La sœur Gertrude d'Alausier
remercia ses juges du bonheur qu'ils lui procuraient, et baisa la
guillotine en y montant. Le jour de sa mort, elle se trouva à son
réveil, inondée d'une joie extraordinaire, qui lui fit répandre des
larmes. « Je suis dans l'enthousiasme, disait-elle, je suis hors de
moi-même ; il est sûr que je mourrai aujourd'hui ». Mais craignant
ensuite que ce ne fût un effet d'orgueil, on fut obligé de la
rassurer et de la tranquilliser. — La sœur Sainte-Pélagie Bès,
après son jugement, sortit de sa poche une boîte de dragées, qu'elle
distribua à toutes les condamnées comme elle : « Ce sont,
ajoutait-elle, les bonbons de mes noces » ; et chacune les mangeait
avec la joie la plus pure. — La sœur des Anges de Rocher était
encore chez son père, voyant approcher le moment où on pouvait la
mettre en arrestation, demanda conseil à ce vénérable vieillard âgé
de 80 ans, pour savoir si elle devait se soustraire à cette peine :
« Ma fille, lui répondit-il, il vous est facile de vous cacher ;
mais auparavant, examinez bien devant Dieu si vous ne vous écartez
pas de ses desseins adorables sur vous, dans le cas qu'il vous ait
destinée pour être une des victimes qui doivent apaiser sa colère.

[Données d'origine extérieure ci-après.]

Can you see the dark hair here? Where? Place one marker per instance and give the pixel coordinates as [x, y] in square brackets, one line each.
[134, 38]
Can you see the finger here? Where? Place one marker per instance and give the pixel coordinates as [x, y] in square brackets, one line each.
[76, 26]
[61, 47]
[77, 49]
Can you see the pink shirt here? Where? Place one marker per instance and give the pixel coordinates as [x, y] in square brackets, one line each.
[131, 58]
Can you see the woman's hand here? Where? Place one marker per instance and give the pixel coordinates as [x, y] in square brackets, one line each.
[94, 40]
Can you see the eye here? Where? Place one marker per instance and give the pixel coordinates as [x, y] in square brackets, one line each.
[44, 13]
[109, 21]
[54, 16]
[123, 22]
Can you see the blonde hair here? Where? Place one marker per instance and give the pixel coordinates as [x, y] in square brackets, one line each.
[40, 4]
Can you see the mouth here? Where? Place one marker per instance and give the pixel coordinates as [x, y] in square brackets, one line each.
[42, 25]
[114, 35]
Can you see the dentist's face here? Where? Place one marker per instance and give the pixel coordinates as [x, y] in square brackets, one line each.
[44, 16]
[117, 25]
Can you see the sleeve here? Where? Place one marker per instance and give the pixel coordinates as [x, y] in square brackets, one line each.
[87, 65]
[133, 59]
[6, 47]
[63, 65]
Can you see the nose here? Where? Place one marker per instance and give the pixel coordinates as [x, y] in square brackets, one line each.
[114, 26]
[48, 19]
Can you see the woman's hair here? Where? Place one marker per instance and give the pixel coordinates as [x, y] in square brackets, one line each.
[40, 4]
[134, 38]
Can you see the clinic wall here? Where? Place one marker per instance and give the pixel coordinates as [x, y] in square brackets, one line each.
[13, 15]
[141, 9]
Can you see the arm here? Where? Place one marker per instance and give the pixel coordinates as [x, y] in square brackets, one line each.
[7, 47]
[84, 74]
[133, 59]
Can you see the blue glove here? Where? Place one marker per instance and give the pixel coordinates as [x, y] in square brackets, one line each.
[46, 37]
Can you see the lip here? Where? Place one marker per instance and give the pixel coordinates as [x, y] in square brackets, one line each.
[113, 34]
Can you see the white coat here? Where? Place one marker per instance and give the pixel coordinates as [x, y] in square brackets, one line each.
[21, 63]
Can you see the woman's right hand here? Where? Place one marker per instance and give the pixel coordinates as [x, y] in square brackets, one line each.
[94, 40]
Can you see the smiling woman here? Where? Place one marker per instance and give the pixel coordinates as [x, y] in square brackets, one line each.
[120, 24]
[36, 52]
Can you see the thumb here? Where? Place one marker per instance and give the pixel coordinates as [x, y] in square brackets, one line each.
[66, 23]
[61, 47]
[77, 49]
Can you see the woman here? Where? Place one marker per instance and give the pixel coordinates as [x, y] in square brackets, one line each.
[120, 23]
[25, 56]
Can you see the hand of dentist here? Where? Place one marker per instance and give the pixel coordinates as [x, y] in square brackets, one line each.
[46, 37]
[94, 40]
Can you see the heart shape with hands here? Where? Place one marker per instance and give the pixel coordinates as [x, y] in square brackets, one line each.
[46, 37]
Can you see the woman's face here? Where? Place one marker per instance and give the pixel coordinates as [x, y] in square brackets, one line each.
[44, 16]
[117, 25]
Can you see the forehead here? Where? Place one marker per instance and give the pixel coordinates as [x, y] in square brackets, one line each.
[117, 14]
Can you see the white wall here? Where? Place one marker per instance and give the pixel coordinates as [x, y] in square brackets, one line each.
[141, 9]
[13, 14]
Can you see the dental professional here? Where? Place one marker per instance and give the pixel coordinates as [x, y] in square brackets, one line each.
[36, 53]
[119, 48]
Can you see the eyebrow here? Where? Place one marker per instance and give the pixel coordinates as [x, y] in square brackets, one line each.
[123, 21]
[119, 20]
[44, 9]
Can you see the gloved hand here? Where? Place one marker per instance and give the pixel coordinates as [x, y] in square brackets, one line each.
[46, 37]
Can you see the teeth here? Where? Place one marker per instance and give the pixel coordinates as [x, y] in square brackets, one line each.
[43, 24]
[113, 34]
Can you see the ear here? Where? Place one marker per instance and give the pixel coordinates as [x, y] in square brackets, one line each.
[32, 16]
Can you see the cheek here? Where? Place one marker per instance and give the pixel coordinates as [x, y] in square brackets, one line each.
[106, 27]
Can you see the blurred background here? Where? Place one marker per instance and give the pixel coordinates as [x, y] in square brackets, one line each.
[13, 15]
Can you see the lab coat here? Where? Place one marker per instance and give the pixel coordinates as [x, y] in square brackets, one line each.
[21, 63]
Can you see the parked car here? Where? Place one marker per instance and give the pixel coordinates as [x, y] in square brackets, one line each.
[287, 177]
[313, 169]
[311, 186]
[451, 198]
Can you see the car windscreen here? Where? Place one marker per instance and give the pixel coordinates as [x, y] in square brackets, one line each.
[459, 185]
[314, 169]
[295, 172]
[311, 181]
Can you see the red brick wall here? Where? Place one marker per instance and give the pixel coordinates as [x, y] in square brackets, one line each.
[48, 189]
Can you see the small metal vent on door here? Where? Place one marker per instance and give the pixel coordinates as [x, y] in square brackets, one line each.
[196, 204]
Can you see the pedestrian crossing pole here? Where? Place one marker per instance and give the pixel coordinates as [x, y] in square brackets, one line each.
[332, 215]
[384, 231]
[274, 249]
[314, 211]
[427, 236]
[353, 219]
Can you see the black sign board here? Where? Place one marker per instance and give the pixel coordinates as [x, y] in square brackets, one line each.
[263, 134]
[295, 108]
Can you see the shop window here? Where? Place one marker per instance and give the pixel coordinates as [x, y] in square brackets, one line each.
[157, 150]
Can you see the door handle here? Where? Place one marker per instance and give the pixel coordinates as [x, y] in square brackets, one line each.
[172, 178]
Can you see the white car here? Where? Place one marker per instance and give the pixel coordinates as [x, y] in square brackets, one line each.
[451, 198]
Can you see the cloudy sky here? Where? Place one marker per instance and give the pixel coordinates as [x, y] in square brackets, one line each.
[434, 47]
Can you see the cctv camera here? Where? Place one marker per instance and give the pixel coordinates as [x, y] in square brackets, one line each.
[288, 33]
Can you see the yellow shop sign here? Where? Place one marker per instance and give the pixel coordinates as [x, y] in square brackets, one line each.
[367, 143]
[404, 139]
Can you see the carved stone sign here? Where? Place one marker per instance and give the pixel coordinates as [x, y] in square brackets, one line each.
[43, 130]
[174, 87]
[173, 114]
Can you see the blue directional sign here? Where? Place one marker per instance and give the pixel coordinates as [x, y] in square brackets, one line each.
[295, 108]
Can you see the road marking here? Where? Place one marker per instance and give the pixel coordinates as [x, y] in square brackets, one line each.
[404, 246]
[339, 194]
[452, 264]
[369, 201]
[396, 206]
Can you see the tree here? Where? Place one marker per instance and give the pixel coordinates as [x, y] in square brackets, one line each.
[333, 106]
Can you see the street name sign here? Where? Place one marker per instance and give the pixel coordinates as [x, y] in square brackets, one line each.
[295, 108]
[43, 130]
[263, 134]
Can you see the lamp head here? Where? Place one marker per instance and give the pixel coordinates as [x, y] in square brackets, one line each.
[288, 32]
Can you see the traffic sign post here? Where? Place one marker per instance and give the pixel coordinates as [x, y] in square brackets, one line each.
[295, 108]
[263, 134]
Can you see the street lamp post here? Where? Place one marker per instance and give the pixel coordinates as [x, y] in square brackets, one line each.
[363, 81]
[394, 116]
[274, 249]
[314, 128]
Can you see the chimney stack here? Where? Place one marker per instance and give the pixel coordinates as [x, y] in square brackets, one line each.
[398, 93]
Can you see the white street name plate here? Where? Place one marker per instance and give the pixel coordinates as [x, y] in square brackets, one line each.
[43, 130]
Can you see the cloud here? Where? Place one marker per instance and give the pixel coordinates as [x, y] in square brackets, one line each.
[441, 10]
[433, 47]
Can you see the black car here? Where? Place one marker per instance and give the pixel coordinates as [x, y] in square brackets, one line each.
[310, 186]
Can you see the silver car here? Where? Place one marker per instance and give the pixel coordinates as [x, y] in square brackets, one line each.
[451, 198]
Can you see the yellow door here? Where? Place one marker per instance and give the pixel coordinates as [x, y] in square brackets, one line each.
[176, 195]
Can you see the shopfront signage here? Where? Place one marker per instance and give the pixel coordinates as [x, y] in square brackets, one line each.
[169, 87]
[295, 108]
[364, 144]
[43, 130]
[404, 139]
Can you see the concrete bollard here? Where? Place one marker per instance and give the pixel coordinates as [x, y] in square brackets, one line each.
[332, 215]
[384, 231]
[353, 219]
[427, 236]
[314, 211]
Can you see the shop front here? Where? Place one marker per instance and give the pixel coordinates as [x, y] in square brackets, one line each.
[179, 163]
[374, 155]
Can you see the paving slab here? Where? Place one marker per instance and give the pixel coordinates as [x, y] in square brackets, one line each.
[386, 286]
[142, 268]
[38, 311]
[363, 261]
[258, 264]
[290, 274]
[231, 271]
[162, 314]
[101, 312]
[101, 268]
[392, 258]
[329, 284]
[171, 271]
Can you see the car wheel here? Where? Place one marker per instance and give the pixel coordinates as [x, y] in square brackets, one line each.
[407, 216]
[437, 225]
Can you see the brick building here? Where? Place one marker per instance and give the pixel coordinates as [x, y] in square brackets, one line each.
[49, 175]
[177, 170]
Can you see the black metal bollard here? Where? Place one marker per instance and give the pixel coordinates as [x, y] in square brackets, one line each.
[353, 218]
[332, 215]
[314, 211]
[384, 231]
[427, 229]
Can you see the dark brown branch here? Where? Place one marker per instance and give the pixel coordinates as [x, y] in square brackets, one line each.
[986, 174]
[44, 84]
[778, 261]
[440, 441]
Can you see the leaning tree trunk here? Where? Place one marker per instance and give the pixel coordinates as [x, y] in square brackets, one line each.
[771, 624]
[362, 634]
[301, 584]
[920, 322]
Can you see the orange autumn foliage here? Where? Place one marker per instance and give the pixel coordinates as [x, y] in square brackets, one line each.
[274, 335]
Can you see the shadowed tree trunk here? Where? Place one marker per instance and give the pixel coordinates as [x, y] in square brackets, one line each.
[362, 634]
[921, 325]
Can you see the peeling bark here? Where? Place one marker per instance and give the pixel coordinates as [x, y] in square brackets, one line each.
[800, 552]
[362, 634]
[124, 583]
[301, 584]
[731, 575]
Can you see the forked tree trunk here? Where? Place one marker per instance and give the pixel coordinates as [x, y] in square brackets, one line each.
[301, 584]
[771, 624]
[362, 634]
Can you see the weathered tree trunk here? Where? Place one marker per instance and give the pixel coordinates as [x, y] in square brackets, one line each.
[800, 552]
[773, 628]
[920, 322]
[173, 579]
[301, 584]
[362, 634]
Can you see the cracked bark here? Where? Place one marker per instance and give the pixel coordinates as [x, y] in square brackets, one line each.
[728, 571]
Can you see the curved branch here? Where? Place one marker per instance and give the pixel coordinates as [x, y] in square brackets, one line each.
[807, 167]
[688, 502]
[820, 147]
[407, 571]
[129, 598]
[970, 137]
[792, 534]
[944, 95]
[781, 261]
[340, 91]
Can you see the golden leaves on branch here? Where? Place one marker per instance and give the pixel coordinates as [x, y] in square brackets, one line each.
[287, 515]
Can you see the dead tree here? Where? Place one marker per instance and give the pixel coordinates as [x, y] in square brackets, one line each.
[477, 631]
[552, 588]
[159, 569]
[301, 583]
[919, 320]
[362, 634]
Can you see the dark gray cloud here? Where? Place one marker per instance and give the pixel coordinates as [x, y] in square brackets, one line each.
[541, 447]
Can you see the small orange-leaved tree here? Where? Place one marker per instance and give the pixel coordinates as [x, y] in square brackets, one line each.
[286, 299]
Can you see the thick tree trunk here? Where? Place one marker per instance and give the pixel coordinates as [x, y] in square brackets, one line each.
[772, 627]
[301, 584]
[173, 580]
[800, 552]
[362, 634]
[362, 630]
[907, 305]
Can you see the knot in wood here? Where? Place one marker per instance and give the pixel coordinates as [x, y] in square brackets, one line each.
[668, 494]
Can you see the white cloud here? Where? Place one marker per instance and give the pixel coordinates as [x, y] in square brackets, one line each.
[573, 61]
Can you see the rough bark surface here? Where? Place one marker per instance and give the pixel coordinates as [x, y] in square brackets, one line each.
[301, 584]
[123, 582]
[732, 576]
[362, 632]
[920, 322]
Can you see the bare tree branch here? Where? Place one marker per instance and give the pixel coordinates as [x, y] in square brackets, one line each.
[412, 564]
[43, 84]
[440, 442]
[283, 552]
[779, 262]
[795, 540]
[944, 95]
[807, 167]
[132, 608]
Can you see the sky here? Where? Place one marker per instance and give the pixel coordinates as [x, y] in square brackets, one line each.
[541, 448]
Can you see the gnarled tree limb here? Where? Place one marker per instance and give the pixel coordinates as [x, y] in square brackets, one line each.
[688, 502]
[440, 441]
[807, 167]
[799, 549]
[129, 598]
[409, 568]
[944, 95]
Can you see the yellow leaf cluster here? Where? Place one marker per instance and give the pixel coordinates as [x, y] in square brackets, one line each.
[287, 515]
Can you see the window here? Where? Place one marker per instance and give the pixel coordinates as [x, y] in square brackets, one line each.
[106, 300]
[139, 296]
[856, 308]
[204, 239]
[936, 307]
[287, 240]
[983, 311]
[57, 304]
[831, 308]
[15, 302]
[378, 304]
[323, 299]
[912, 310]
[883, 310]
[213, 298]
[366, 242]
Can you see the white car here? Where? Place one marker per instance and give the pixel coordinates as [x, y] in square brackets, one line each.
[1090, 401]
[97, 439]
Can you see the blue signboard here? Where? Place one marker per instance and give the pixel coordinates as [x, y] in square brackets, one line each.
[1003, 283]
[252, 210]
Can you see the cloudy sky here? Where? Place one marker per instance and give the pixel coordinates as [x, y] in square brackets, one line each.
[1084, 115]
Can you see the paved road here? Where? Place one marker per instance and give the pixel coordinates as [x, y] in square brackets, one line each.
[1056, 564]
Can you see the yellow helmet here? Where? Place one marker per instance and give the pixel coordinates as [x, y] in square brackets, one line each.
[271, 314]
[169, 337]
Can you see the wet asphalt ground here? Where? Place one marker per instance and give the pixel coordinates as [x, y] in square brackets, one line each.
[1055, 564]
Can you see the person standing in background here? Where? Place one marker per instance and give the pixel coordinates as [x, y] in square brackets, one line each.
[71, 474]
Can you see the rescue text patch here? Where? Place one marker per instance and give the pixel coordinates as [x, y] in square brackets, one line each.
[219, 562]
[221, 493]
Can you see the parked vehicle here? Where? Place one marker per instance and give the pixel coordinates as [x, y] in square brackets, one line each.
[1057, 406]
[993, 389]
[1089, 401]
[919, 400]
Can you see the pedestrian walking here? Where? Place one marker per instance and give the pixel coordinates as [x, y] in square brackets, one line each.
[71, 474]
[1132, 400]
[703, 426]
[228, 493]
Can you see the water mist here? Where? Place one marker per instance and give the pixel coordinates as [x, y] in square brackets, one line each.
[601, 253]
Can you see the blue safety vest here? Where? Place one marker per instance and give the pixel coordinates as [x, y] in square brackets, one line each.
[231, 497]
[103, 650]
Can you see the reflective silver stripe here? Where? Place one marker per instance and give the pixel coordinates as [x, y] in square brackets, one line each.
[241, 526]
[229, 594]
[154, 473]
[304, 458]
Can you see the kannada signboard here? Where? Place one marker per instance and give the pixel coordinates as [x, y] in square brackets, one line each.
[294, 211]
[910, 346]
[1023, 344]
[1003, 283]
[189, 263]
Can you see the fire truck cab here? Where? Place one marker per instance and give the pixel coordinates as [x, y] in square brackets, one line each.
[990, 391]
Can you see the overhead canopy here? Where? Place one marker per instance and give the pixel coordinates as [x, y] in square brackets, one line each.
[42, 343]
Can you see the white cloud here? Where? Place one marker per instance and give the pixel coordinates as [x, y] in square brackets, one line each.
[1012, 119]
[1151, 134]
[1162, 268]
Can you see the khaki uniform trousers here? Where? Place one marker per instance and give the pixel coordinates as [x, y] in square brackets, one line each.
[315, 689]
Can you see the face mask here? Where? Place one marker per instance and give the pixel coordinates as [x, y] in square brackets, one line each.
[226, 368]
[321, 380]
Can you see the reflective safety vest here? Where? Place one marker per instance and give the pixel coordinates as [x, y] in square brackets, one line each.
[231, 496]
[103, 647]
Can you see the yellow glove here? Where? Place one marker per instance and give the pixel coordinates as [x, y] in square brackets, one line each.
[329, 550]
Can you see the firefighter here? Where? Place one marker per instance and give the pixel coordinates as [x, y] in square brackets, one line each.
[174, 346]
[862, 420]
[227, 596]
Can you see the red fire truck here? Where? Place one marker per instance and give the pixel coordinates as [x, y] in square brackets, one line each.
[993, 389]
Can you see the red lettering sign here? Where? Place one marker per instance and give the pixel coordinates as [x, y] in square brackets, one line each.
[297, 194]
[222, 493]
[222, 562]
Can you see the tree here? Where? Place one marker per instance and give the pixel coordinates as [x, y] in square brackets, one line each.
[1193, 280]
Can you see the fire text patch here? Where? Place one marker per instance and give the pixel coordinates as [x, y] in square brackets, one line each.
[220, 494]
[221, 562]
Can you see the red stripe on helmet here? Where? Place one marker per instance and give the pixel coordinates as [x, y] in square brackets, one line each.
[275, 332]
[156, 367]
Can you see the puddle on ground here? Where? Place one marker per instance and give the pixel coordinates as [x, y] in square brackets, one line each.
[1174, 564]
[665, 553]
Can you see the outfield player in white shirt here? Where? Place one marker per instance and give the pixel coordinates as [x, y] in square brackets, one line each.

Je vous dirai comme Mardochée à Esther : «Vous n'êtes pas sur le
trône pour vous, mais pour votre peuple. » Un conseil si chrétien,
inspiré de Dieu même, fit la plus vive impression sur l'esprit et le
cœur de cette sainte fille. Elle part avec joie et, en récompense
de sa fidélité, le Seigneur lui fit connaître intérieurement le jour
de la consommation de son sacrifice. En effet, la veille de sa mort,
à la prière du soir, elle demanda pardon à toutes ses compagnes, et
leur recommanda instamment de bien prier pour elle, parce que le
lendemain elle serait immolée. Après la lecture de sa sentence de
mort, elle remercia avec une grande satisfaction ses juges, de ce
qu'ils lui procuraient le bonheur d'aller se réunir aux saints
Anges.
6 juillet.
Suzanne-Agathe DELOYE, bénédictine,
sœur Marie-Rose, 53 ans.
7 juillet.
Marie-Suzanne DE GAILLARD, sacramentine,
sœur Iphigénie de
Saint-Matthieu, 32 ans.
9 juillet.
Marie-Anne
DE GUILHERMIER, ursuline, sœur Sainte-Mélanie, 61 ans.
9 juillet.
Marie-Anne
DE ROCHER, ursuline, sœur des Anges, 39 ans.
10 juillet.
Marie-Gertrude DERIPERT D'ALAUZIER, Ursuline,
sœur Sainte-Sophie,
36 ans.
10 juillet.
Sylvie-Agnès DE ROMILLON, ursuline,
sœur Agnès de Jésus, 44 ans.
11 juillet.
Rosalie-Clotilde BÈS, sacramentine,
sœur Sainte-Pélagie, 42 ans.
11 juillet.
Marie-Elisabeth PÉLISSIER, sacramentine,
sœur Saint-Théotiste, 53
ans.
11 juillet.
Marie-Claire BLANC, sacramentine,
sœur Saint-Martin, 52 ans.
11 juillet,
Marie-Marguerite d'ALBARÈDE, ursuline,
sœur Sainte-Sophie, 54 ans.
12 juillet.
Madeleine-Thérèse TALIEU, sacramentine,
sœur Rose de Saint-Xavier,
48 ans.
12 juillet.
Marie
CLUSE, converse sacramentine, sœur du Bon Ange, 32 ans.
12 juillet.
Marguerite
DE JUSTAMOND, bernardine, sœur Saint-Henri, 48 ans.
12 juillet.
Jeanne DE ROMILLON, ursuline,
sœur Saint-Bernard, 41 ans.
13 juillet.
Marie-Anastasie DE ROQUARD, ursuline,
sœur Saint-Gervais, 45 ans.
13 juillet.
Marie-Anne
LAMBERT, ursuline, sœur Saint-François, 52 ans.
13 juillet.
Marie-Anne DEPEYRE, converse ursuline,
sœur Sainte-Françoise, 38 ans.
13 juillet.
Elisabeth VERCHIÈRE, sacramentine,
sœur Madeleine de la Mère de Dieu, 25 ans.
13 juillet.
Thérèse-Marie FAURIE, sacramentine,
sœur de l'Annonciation, 24 ans.
13 juillet.
Anne-Andrée MINUTTE, sacramentine,
sœur Saint-Alexis, 54 ans.
16 juillet.
Marie-Rose
DE GORDON, sacramentine, sœur Aimée de Jésus, 61 ans.
16 juillet.
Marguerite-Thérèse CHARRANSOL, sacramentine,
sœur Marie de Jésus,
36 ans.
16 juillet.
Marie-Anne
BEGUIN-ROYAL, converse sacramentine, sœur Saint-Joachim, 58 ans.
16 juillet.
Marie-Anne
Doux, converse ursuline,
sœur Saint-Michel, 55 ans.
16 juillet.
Marie-Rose
LAYE, converse ursuline, sœur Saint-André, 65 ans.
16 juillet.
Dorothée DE JUSTAMONT, ursuline,
sœur Madeleine du Saint-Sacrement, 51 ans.
16 juillet.
Madeleine
DE JUSTAMONT, bernardine, sœur du Cœur de Marie, 40 ans.
26 juillet.
Marie-Marguerite BONNET, sacramentine,
sœur Saint-Augustin, 75 ans.
26 juillet.
Marie-Madeleine DE JUSTAMONT, ursuline,
sœur Catherine de Jésus, 70
ans.
26 juillet.
Anne
CARTIER, ursuline, sœur Saint-Basile, 61 ans.
26 juillet.
Marie-Claire DU BAS, ursuline,
sœur Claire de Sainte-Rosalie, 68
ans.
26 juillet.
Elisabeth
-Thérèse CONSOLIN, ursuline, sœur du Cœur de Jésus, 58 ans.